|Every square centimeter packed|
Topics: Biology, Civics, Civil Rights, Existentialism
I shopped and bought the supplies you see above for the suggested "hunker down." It's the most I've ever purchased at one time in a grocery store. Missing from the pile of food, meat and cleaning supplies is hand sanitizer and toilet paper. Amazon is out, with delivery projections of off-brand toilet paper mid April, according to a college friend on lock down in California. Though I don't own a dog anymore, I observed dog food was missing from the shelves. The city is on limited hours from 10 am to 3 pm. The suggested crowd assemblies dwindled swiftly from 500 - 300 - 100 to 10 or less. There will likely be no spring commencement. Susan Rice was to be our keynote speaker, and I was going to attend to congratulate newly-minted Doctors of Philosophy.
My classes went online almost immediately through Blackboard. It was kind of cute to see my professors struggling and fully admitting they've never taught an online class before. The fact that they were lecturing was a departure from previous experiences, typically PowerPoint slides uploaded to Canvas (another college app), chapters read and a test proctored. That was my experience with it before.
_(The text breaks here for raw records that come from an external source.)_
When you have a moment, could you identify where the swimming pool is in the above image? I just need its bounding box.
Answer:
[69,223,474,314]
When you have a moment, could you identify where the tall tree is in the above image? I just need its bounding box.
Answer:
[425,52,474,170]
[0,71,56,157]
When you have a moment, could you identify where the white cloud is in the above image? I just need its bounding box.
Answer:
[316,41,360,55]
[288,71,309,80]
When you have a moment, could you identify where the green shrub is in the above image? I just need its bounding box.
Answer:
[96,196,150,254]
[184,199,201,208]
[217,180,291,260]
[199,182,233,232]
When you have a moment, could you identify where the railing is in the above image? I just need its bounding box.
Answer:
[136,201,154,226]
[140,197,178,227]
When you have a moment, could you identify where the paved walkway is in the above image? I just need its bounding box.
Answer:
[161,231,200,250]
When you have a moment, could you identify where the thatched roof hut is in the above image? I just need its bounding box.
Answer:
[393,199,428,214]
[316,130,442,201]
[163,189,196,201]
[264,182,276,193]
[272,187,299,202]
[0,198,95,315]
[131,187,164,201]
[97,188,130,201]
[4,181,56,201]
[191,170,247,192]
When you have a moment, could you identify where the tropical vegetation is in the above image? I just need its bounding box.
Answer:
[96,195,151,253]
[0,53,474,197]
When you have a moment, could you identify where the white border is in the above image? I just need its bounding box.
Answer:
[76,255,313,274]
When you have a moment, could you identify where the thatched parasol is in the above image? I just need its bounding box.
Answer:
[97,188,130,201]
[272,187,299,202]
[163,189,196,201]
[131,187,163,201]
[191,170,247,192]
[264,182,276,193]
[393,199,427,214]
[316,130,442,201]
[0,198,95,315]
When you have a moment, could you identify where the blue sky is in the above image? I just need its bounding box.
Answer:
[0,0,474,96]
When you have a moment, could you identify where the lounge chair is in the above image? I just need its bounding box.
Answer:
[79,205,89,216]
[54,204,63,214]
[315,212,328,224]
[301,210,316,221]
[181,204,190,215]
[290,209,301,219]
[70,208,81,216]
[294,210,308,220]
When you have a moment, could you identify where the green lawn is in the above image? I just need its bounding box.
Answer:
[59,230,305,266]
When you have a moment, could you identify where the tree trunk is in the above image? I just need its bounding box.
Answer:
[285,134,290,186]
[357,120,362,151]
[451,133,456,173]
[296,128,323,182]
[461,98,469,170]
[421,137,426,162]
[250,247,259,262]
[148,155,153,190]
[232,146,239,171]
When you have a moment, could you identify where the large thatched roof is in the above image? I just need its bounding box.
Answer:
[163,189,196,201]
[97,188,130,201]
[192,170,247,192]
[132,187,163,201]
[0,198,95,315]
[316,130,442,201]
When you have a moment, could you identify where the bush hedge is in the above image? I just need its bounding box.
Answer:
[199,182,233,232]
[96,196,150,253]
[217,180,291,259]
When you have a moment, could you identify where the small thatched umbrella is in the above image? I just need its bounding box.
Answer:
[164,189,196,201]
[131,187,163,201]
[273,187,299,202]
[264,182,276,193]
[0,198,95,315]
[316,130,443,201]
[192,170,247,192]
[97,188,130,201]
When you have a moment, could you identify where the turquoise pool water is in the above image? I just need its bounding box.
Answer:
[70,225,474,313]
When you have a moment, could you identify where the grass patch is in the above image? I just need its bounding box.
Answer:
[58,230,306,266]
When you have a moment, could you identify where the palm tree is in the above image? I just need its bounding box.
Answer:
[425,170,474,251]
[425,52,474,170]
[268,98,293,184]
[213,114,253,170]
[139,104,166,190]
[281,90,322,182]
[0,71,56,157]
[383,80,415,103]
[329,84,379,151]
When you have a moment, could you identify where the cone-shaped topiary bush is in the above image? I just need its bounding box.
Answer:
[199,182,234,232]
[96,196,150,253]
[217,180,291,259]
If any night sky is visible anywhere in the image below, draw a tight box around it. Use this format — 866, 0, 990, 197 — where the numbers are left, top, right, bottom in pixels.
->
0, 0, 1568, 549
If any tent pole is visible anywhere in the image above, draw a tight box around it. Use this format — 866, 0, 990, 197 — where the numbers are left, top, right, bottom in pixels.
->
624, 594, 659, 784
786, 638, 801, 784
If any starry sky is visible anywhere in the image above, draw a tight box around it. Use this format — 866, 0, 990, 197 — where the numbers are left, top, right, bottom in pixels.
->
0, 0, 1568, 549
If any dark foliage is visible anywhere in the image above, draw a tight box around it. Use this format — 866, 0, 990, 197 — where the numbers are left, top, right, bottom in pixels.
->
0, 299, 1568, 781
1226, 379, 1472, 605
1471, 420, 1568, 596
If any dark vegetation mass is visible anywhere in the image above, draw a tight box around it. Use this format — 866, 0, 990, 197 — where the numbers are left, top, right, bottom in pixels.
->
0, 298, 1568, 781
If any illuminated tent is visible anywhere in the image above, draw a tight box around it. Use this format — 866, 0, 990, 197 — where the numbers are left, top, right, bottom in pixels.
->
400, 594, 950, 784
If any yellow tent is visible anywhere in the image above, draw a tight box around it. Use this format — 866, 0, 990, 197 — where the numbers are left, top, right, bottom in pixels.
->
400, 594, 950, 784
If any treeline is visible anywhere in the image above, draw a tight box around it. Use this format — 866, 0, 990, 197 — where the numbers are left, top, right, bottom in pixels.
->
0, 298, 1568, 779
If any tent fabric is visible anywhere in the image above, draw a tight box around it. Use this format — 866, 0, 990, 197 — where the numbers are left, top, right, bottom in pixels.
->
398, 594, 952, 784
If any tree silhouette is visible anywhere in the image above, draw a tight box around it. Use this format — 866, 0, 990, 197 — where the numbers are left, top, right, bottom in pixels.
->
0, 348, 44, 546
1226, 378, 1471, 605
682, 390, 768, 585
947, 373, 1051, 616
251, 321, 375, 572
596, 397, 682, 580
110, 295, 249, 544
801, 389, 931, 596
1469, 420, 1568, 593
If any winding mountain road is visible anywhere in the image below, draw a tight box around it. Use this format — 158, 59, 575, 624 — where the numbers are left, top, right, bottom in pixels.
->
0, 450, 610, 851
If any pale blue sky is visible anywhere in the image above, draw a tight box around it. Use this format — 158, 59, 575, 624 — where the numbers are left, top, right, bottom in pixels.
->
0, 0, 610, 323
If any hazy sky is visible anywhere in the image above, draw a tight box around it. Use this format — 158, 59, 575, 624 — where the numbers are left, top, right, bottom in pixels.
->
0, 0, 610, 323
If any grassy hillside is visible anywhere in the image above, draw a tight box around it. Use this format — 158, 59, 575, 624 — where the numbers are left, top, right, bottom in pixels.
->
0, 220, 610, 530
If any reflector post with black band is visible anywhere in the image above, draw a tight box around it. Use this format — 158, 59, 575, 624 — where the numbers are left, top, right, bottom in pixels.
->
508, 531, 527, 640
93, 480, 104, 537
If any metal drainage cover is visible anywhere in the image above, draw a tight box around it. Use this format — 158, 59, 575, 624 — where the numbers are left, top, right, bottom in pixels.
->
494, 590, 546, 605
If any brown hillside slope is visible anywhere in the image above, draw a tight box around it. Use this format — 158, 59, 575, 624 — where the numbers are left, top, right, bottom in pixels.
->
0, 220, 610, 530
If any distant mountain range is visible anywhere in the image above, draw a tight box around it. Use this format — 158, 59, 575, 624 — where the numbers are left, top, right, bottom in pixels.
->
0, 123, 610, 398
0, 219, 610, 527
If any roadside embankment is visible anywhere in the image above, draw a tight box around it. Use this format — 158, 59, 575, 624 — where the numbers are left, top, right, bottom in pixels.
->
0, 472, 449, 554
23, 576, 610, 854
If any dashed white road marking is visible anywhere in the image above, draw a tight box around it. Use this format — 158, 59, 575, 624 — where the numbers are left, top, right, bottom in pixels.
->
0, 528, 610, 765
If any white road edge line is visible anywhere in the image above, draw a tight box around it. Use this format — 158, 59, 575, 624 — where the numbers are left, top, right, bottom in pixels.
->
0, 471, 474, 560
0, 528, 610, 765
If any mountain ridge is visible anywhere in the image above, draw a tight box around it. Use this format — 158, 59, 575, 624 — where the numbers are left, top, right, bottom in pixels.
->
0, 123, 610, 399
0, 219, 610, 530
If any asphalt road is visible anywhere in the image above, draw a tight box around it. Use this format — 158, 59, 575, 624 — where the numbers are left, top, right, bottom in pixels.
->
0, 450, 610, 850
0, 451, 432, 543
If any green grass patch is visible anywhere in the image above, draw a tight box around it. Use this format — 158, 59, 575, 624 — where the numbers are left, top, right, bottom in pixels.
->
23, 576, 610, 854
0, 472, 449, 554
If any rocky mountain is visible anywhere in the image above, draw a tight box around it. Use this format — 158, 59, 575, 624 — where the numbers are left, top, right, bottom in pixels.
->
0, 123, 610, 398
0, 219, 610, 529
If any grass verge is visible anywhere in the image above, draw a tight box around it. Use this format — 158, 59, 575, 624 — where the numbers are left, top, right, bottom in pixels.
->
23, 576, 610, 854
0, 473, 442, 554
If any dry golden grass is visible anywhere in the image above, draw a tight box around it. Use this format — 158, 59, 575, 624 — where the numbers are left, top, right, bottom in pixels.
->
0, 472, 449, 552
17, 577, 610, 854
There's a video app: Zoom that I used to view a Ph.D. defense and a seminar on writing. My tiny house seems at comparison to my mobility before, smaller ...
I took a walk today in the neighborhood. Teleworking tends to drive one "stir crazy." I saw a family that lives across the street from me playing with her son in the street. She was accompanied by her brother, his girlfriend, her kids and their mother. The brother and his family had moved into the neighborhood. I said hello, mouthing a few brief remarks. I was friendly ...at a distance.
I continued walking.
A jogger passed by me on my right. A couple walked by on my left: I spoke briefly. I still walked.
A neighbor said "did anyone tell you you look like Charles Barkley?" I smiled: I've heard it before, and said "I wish I had his salary!" We laughed. I said it ...at a distance.
I continued walking.
A read on my phone about a few young spring breakers determined to party in Florida, full of the invulnerability of youth. They're not practicing social distancing, or good sense.
Italy passed a grim marker in the number of infected and deaths. I'm sure we're trying not to copy-exact this aspect of what was the Roman Empire in these modern times where the globe is no longer vast, and the oceans not the barriers they once were.
Columbus Day may not get as much attention as our other holidays, but scientists are still fascinated by what Christopher Columbus’ arrival meant for the “New World” and how it shaped where we are today.
“It was a culture clash, obviously,” said OMRF President Stephen Prescott, M.D. “But it also launched a clash of infectious diseases.”
Columbus and other visitors from Europe lived in agrarian societies and cities, he said. The viruses and bacteria that develop in farming and when large groups of people live together are different from those in a more nomadic society, like the American Indians.
Think about swine flu and bird flu, Prescott said. We’re always on the lookout for viruses that pass from humans to animals, mutate DNA, and then return to humans.
“Well, that didn’t just start last year. So long as humans have been raising livestock, we’ve been passing viruses back and forth,” he said. “When explorers from Europe reached the Americas, they brought livestock and they brought diseases and the result was devastating.”
In Hispaniola, Columbus’ first stop in the Americas, the native Taino population (an indigenous Arawak people) had no immunity to new infectious diseases, including smallpox, measles and influenza. There were an estimated 250,000 indigenous people in Hispaniola in 1492. By 1517, only 14,000 remained.
Oklahoma Medical Research Foundation: Columbus brought more than ships to the New World, October 10, 2013
Earth system impacts of the European arrival and Great Dying in the Americas after 1492
Alexander Koch, Chris Brierley, Mark M. Maslin, Simon L. Lewis
Quaternary Science Reviews
Volume 207, 1 March 2019, Pages 13-36
The conversation that hasn't been had: we're seeing not just the impact of a zoological virus from bat to human, we're seeing the impact of a globalization protocol that's been in place since 1492. The bats are in China, but bats are on every continent. The trade agreements we've negotiated for cheap labor also meant the ones in charge of the labor pool ignored (or, weren't pressed to follow) OSHA and safety regulations we take for granted. The "chickens [were eventually going to] come home to roost" because human society as far as temporal considerations is episodic. We think of the quarter, the end-of-year, the holiday push and financial goals higher than last years. We think of stock dividends and investor sentiments; use bailout money to buy back stocks and artificially pump up the value of their companies. This selloff on Wall Street has simply been an adjustment from the previous superfluous bullshit. My trip to Texas to see our granddaughter, relatives and friends; my wife's annual girlfriends' trip, our sons trip to Greensboro have all been put on hold indefinitely to flatten the curve.
I walked alone ...home, continuing social distancing.